Taken from the Journal of Doctor Berkeley Thorndale, [date and location redacted]


I’ve had that loathsome dream again.

It begins the same each time.

I wake—or rather, I feel that I wake—to find myself standing in the garden, on the small winding path which leads throughout the grounds and skims the edge of the forest which encloses the property. The stones beneath my feet shimmer in the moonlight, which seems to me much too bright, too hot, and too close. The light holds the quality of the early morning, yet I know in some way which is barred from conscious thought or scrutiny that it is the moon which hangs over my shoulder.

Then, as quickly as the horrid vision began, it changes. The world around me chills and darkens, swallowed by a massive, writhing shadow, the sound of which is akin to the droning shriek of insects in the height of summer. On some awful impulse, I turn to see what manner of abomination could cast such a terrible shadow and am struck still and silent by the sight of the thing itself.

I am tempted to call it a spider, for it crawls and spins and ensnares just the same. Yet what I see in these dreams I can best describe as a writhing, formless mass of pale worms pulling with unholy strength at massive bones. They stretch numerous skeletal limbs, gangling and misshapen, across the surface of the dream-moon, which hangs above me.
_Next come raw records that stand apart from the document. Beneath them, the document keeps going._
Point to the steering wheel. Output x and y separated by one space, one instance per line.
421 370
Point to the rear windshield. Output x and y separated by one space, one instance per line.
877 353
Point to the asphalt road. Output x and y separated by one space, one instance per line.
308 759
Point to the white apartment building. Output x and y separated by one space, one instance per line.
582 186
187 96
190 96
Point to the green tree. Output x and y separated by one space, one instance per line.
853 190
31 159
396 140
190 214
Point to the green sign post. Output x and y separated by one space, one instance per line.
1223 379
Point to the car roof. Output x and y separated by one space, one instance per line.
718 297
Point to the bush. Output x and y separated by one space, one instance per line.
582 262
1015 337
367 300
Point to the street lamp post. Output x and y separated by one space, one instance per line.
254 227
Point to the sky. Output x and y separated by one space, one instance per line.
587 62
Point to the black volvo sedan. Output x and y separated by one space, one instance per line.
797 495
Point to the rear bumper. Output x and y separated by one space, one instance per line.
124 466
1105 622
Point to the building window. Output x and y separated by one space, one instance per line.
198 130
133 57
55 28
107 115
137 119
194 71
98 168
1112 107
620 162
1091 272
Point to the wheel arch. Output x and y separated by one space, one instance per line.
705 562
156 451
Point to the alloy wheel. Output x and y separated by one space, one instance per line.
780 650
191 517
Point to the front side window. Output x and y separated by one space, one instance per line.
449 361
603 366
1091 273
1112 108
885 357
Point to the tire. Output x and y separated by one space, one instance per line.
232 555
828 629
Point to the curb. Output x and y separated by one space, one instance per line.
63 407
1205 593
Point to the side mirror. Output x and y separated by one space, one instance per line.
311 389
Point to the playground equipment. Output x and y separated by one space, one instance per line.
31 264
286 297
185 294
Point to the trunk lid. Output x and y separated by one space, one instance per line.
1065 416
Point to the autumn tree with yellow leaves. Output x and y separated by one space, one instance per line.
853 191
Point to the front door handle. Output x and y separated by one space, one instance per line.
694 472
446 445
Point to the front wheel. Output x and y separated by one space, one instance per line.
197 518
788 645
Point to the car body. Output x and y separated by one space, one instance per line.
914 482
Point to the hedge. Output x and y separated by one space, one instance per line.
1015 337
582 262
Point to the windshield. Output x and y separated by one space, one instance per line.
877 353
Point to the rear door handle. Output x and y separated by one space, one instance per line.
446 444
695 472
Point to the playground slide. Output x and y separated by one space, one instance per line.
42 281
This monstrous body nearly covers it, and the moon—appearing many times larger in the dream-sky—dims beneath it.

I turn to flee, and suddenly I find myself beneath the surface of a great expanse of dark water. The shock of the cold tears my breath from me. And I see, much to my further horror, that the bubbles produced of my thrashing do not float upward but instead seem to snag on what I soon realize to be thousands upon thousands of threads, each no larger than a strand of hair but all producing the same hellish vibration.

Here the dream ends, and I return choked and exhausted, trembling for hours until daybreak. Even in sunlight, I feel the reverberation in my bones, and I swear the sound is in me now.

Today marks a fortnight since I was initially gifted those damned documents. At the first occurrence, I was quite convinced that the distressing nature of the dream’s description was what brought it so thoroughly into my own mind, but now I fear I am dealing with something far more sinister.

I’ve begun to see these threads even in my waking hours. I catch sight of them from the corner of my eye when the sunlight strikes them, and they glint. They’ve begun to cover the empty spaces between the great trees in the woodland which surrounds my home and fill them with a dull buzzing.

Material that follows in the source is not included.